The Mudcat Café TM
Thread #131549   Message #2977867
Posted By: Lighter
01-Sep-10 - 05:29 PM
Thread Name: Traditional singer definition
Subject: RE: Traditional singer definition
No, Jim. It would only make them traditional singers if, in addition to their operatic performances, they sang traditional songs, learned orally, in a traditional style. Like any other traditional singer.

The fallacy lies in assuming that the label "traditional singer" is comprehensive. It isn't. Around here it's shorthand for "a singer (of at least one traditionally learned song that he or she performs in a traditional manner) *whose material or style interests us.*" Any traditional singer (however defined) is allowed to sing nontraditional songs as well. Those songs don't count, they just don't interest us, or they interest us for very different reasons.

One could confine the label to someone who sang nothing but traditional songs in a traditional manner, but that's pointless because such a person would be an *interesting* traditional singer anyway.

At this point I'll restate my conviction that the label is convenient but secondary to the specifics of the singer,the song, and the context.

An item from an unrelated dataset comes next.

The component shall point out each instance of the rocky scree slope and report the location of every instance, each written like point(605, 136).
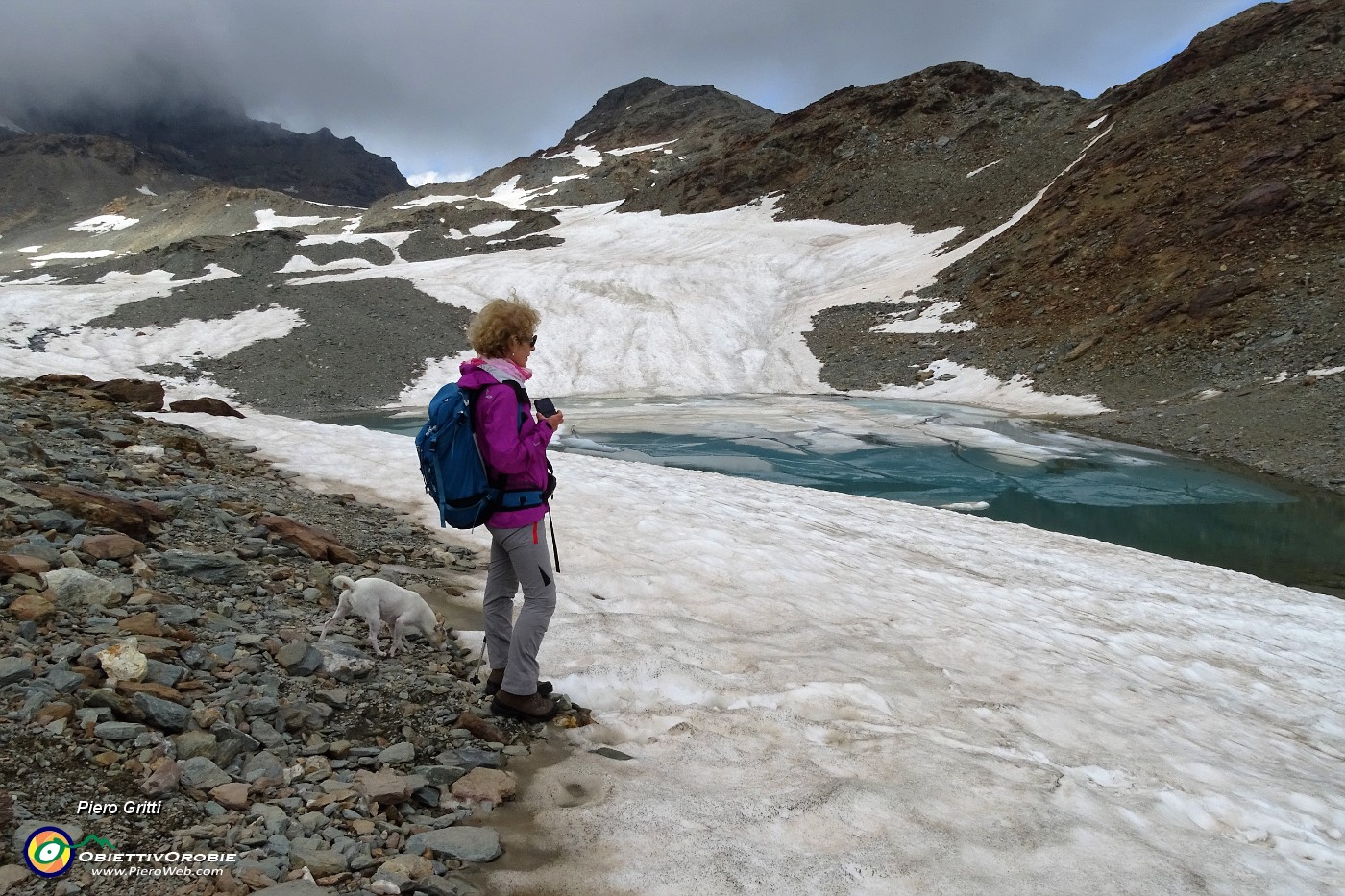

McCormack and the others are out of the running if the only traditional songs they sing have been learned from print and are performed in a nontraditional style. If the only traditional song they sing in a traditional style is "Happy Birthday," then, to that extent *only,* they're traditional singers. Just very, very uninteresting ones, not the interesting kind that one would discuss. They're at the opposite end of the spectrum from the hypothetical *most* interesting traditional singer.